Sometimes, he couldn’t remember the sound of her voice or recall specifics about her.

It all ran together in a stream of disconnected thoughts that showed up to torture him this time every year.

He’d grown accustomed to it by now, but knowing it was coming didn’t make enduring it any easier.

He felt like death itself as he dragged himself out of the chair he’d slept in, picked up the empty bottle from the floor and placed it on a sideboard before pouring himself a glass of water that he downed in greedy gulps.

Where would they be now, he wondered, if Annabelle had lived?

Would they have remained in New York to raise their family or perhaps headed west in search of new adventures?

She had been an adventurous sort who’d craved travel and experiences and new people.

They would’ve had a jolly good time, for sure.

But in the last few days, something else had nagged at him, something dark and disturbing and altogether disrespectful of Annabelle’s memory.

It had started the first moment he caught sight of Miss Brown’s delightful neck and had continued unabated every time he’d been in her presence—desire.

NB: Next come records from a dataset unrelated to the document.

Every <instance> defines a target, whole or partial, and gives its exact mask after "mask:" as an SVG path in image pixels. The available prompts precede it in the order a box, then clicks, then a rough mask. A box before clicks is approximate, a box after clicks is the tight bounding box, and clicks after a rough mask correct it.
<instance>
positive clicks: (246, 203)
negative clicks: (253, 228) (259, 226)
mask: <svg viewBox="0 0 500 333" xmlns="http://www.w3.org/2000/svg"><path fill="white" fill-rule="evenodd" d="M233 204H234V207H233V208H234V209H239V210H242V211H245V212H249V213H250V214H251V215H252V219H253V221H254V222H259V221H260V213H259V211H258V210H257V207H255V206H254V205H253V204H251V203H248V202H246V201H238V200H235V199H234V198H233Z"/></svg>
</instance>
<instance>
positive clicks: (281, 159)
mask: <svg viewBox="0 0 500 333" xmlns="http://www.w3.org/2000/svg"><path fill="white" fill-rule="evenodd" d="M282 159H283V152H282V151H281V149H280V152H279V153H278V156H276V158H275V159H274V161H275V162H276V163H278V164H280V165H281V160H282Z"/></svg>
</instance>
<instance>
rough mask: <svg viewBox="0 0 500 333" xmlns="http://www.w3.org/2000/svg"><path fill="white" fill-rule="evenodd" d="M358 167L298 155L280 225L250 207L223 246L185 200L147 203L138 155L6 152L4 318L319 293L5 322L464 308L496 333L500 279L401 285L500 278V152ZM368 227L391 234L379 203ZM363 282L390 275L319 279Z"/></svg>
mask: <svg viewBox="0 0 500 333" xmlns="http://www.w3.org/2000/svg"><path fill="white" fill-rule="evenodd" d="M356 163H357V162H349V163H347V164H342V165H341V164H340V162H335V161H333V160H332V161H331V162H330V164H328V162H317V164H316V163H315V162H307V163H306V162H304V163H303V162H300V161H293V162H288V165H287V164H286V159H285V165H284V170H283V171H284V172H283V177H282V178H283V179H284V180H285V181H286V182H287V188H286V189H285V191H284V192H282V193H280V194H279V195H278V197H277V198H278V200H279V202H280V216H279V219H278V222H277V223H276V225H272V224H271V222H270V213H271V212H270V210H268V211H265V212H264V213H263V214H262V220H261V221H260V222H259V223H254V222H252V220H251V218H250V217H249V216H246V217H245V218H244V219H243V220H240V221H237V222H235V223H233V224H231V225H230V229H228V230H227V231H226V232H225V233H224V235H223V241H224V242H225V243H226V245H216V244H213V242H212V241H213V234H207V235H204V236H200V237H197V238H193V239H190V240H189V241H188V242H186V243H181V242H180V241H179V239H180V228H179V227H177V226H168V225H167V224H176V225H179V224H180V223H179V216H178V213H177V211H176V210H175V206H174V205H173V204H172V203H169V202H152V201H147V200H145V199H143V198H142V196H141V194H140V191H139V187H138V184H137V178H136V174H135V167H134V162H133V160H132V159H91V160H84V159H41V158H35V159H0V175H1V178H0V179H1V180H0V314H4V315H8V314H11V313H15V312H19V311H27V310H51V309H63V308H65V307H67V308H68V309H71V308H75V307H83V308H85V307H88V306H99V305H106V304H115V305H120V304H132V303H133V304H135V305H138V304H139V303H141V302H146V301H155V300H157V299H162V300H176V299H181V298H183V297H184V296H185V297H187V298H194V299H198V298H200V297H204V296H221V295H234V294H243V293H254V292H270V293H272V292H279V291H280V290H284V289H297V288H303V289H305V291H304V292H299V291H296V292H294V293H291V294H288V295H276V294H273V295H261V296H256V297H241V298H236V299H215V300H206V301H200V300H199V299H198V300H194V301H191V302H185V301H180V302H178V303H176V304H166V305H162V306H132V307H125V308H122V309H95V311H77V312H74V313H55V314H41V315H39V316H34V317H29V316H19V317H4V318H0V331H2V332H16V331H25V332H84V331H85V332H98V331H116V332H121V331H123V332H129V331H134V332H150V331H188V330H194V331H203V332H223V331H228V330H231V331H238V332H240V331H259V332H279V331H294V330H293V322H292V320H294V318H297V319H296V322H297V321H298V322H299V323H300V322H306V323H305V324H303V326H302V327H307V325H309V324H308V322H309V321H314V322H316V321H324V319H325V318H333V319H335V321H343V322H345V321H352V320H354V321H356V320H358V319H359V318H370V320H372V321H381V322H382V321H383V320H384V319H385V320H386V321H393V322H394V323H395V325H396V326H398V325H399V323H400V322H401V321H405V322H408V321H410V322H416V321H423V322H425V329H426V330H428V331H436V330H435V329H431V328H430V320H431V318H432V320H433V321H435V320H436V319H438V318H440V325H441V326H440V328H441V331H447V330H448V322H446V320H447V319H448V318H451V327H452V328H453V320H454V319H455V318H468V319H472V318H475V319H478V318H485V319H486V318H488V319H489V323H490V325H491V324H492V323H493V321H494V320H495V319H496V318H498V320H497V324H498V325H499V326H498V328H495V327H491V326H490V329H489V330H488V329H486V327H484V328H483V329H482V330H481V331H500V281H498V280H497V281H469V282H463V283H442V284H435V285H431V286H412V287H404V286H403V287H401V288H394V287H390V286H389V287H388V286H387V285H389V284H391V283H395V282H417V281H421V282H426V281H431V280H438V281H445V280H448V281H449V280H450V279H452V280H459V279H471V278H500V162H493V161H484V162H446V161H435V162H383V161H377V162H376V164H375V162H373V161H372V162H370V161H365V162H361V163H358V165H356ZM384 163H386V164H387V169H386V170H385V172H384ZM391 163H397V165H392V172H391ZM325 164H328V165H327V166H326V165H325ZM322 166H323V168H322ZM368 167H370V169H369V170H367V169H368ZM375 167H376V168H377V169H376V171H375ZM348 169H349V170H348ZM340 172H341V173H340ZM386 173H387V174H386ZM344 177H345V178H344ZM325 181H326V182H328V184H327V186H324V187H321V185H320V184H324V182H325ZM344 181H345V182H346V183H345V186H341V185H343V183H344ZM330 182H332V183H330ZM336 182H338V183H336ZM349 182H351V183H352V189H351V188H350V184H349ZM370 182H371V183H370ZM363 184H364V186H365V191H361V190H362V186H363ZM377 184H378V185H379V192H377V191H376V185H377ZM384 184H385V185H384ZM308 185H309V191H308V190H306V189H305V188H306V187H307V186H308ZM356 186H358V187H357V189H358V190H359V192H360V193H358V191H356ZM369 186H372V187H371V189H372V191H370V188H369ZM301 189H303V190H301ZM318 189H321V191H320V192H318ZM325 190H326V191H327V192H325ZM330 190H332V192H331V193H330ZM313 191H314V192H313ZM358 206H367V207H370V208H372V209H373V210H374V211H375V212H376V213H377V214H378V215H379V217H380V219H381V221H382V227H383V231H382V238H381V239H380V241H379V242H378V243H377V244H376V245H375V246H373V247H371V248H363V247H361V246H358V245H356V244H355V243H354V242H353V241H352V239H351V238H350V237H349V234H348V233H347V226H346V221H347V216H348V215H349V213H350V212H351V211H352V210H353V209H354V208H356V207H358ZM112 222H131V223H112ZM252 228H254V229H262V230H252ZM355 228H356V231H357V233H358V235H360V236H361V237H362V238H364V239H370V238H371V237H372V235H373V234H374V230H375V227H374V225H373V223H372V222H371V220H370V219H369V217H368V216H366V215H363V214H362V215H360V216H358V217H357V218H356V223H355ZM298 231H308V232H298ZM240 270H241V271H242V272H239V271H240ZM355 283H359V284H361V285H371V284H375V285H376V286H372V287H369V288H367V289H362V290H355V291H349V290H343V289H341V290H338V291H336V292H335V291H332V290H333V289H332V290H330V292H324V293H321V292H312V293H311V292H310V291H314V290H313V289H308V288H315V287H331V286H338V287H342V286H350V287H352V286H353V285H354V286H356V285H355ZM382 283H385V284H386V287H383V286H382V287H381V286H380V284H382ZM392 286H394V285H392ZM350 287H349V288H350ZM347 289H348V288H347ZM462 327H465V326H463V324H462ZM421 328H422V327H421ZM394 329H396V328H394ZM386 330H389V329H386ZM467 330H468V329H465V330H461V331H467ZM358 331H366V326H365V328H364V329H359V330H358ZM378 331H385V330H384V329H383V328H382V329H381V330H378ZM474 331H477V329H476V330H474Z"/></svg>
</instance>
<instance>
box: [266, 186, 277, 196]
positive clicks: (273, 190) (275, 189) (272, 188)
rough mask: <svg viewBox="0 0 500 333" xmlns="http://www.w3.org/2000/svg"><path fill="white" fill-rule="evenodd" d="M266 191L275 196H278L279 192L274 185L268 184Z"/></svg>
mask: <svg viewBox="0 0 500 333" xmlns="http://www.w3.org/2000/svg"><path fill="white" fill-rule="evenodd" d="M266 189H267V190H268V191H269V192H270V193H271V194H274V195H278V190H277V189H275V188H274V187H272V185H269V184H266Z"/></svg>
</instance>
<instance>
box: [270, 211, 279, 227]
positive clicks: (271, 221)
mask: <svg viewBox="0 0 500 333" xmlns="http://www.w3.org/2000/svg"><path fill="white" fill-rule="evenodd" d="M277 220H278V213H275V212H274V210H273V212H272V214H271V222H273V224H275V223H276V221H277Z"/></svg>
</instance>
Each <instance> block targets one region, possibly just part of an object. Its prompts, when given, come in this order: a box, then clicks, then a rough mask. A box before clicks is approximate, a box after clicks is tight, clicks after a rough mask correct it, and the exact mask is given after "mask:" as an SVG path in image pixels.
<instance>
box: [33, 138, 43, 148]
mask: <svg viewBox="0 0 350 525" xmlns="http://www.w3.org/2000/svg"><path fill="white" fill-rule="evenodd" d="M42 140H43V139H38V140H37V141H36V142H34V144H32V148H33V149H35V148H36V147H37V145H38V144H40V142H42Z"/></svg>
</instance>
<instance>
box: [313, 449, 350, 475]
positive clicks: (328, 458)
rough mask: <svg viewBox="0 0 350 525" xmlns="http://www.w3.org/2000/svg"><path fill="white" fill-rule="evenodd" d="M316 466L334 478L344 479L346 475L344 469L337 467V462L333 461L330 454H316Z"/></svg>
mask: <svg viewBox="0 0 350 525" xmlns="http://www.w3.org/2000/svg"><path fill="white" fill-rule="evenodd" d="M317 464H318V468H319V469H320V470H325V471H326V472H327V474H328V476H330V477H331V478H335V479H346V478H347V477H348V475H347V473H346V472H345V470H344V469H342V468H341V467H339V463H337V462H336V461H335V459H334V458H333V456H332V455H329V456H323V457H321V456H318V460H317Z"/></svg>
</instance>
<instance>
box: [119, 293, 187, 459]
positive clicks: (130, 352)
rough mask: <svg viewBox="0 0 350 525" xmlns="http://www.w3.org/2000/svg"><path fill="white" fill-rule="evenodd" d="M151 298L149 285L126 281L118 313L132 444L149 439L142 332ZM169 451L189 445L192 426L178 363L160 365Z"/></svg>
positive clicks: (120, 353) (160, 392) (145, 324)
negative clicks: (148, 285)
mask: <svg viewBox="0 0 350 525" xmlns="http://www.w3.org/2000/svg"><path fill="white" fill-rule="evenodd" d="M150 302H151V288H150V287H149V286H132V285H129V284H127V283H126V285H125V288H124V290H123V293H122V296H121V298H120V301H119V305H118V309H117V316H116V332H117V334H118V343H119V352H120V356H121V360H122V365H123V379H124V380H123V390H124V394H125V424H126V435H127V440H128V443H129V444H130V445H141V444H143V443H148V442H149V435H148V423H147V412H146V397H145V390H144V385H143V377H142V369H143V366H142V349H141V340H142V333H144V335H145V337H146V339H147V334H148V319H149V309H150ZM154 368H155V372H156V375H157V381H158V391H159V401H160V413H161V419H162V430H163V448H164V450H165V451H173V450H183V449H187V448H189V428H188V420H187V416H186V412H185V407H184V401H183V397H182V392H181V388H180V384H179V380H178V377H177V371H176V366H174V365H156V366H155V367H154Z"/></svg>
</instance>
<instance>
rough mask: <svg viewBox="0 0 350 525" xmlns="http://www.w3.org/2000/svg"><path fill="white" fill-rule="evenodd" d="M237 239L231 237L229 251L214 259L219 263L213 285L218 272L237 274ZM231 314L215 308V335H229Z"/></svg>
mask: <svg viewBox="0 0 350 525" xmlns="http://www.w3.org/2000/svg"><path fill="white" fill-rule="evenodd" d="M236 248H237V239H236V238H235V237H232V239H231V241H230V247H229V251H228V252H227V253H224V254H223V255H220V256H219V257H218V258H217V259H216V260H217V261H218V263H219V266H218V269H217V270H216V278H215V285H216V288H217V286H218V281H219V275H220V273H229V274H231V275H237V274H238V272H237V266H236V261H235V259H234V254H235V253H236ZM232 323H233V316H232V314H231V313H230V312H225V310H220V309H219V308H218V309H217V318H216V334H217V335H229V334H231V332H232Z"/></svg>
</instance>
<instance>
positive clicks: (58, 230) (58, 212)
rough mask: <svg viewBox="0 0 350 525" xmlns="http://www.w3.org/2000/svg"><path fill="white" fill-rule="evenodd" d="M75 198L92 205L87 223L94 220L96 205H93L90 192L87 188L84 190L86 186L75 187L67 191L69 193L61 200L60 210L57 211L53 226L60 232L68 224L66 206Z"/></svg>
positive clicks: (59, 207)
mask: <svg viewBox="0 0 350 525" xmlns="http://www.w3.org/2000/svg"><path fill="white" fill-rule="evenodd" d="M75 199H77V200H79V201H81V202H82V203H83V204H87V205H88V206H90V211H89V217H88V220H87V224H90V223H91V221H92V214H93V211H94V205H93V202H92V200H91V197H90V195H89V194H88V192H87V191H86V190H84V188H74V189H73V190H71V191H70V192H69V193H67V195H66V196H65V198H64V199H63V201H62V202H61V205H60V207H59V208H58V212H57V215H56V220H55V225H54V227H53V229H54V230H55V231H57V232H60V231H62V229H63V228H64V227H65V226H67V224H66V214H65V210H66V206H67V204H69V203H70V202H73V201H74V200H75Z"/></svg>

Hot, desperate desire, the likes of which he had never once felt for his beloved Annabelle.

Shame had his stomach turning with disgust at the direction his thoughts had taken.

How could he admit such a thing to anyone, even himself?

In the desperate hours, days, weeks, months and now years since Annabelle’s sudden and tragic death, he’d vowed to protect her memory and to love her always.

How was he to do that if he was forced to admit that what he’d felt for Annabelle paled in comparison to the fiery passion the lovely housekeeper had inspired in him over the course of two short days?